A 13 de Fevereiro, a França torna-se o quarto pais do «clube atómico», realizando o seu primeiro ensaio nuclear no Pacifico Sul.
No 1.° de Maio as relações Leste-Oeste sofrem mais um duro golpe: o piloto norte-americano Gary Powers é feito prisioneiro pelas autoridades soviéticas depois do seu avião espião U-2 ter sido abatido sobre território da URSS.

A 30 de Maio a Bélgica concede a independência do Congo. Lumumba torna-se o presidente do novo país, iniciando-se uma sangrenta guerra civil. A emancipação da África Negra passa por isto, pela violência, mas o que é certo é que, em dez anos, 32 novos países nascem naquele continente.

A 12 de Outubro realiza-se uma das mais dramáticas (e cómicas...) assembleias das Nações Unidas. Na sessão comemorativa do 25.° aniversário da organização, o Iíder soviético Nikita Kruschev abandona a sala depois de ter tirado um sapato e de ter batido violentamente com ele em cima da sua banca A reunião estava «quente», e as nações, bem longe de se acharem unidas.

Menos de um mês depois, a 8 de Novembro, John Kennedy é eleito presidente dos Estados Unidos, o 35 º da História, o mais jovem, também: contava 43 anos de idade. É também em 1960 que os EUA impõem o embargo a Cuba com o pretexto da nacionalização de bens americanos.

Na África do Sul dá-se o massacre de Sharpeville e a ilegalização do ANC. É criada a OPEP.

A família real britânica é «agitada» com o nascimento de André, a 19 de Fevereiro, e com o casamento da princesa Margarida com o fotógrafo Anthony Armstrong-Jones, a 6 de Maio.


Em Portugal, que é visitado por Eisenhower, verifica-se a fuga do Forte de Peniche protagonizada por Álvaro Cunhal e outros dirigentes do PCP.

A ONU condena o colonialismo português a 15 de Dezembro depois do levantamento de Mueda, Moçambique, que provocou dezenas de vítimas. Em Junho Salazar encontra-se com Franco em Mérida.


No desporto fala-se pela primeira vez neste nome: Cassius Cíay, medalha de ouro dos pugilistas pesos-pesados nos Jogos Olímpicos de Roma.

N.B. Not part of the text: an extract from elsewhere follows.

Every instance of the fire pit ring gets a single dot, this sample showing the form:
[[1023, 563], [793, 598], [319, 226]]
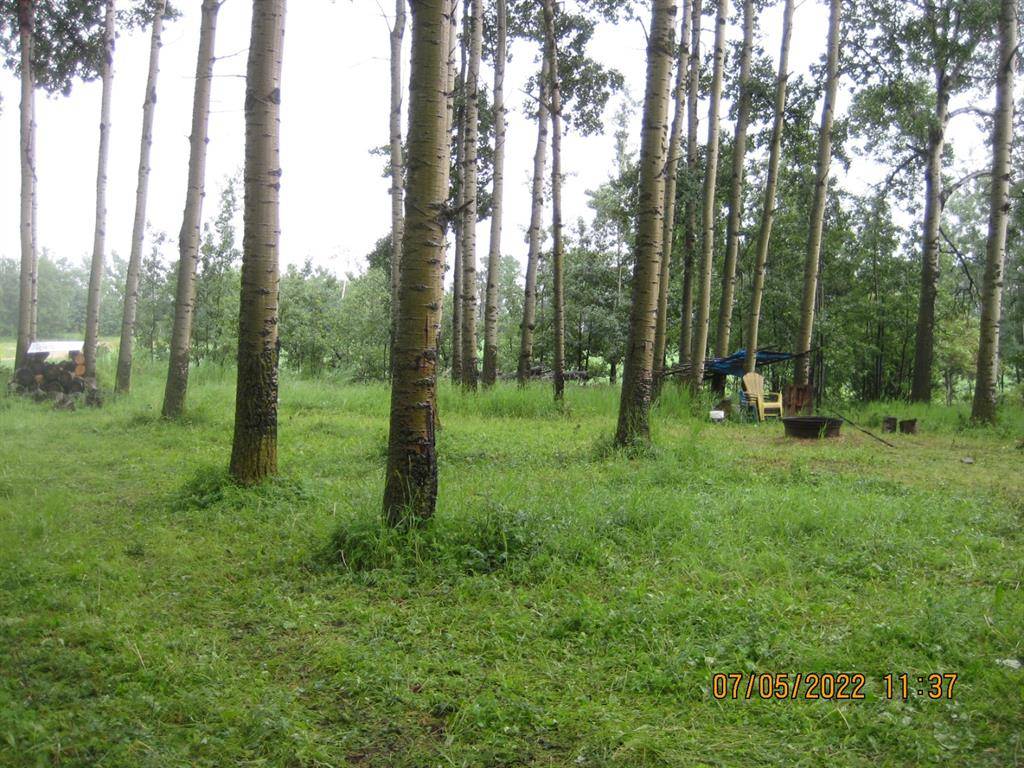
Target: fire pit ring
[[811, 427]]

Em Itália, Fellini conclui «Dolce Vita» e em França nasce, com o cinema de Jean-Luc Godard, a expressão «nouvelle vague» que viria a marcar o cinema por muitos e bons anos. Os filmes do inicio da década, no entanto, chegam, ainda, dos Estados Unidos: «Psycho» e «Spartacus». Brigitte Bardot começa a rivalizar com Marylin Monroe: os europeus «descobrem» a sua nova vedeta.

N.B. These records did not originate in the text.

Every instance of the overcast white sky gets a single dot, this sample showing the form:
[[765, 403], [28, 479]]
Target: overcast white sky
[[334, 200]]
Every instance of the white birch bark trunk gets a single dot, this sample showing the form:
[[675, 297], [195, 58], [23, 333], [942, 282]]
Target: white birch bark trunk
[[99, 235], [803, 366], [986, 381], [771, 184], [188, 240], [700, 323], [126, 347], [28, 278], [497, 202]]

Musicalmente, os Shadows começam a impor um «som inglês», e o tema «Apache» é um dos que dominam o top britânico durante o ano ao lado de «What Do You Want?» e de «Poor Me», de Adam Faith; «Cathy's Clown», dos Everly Brothers; «Please Don't Tease», de Cliff Richard; «OnlyThe Lonely», de Roy Orbison e «It's Now or Never*, de Elvis Presley.
Elvis Presley que, nos Estados Unidos, passa o ano com três temas no top: «Stuck on You», «Are You Lonesome Tonight ?» e o já citado «lt's Now or Never». Duas cantoras também se distinguem no top norte-americano: Brenda Lee e Connie Francis. Cada uma delas tem, ao longo do ano, duas canções na lista dos mais vendidos.
Outros nomes do top norte-americano: Chubby Checker («The Twist»), Drifters («Save the Last Dance for Me»), Maurlce Williams and the Zodiacs («Stay»), Marty Robbins («El Paso»), Johnny Preston («Running Bear») e o incomparável Ray Charles com «Georgia On My Mind».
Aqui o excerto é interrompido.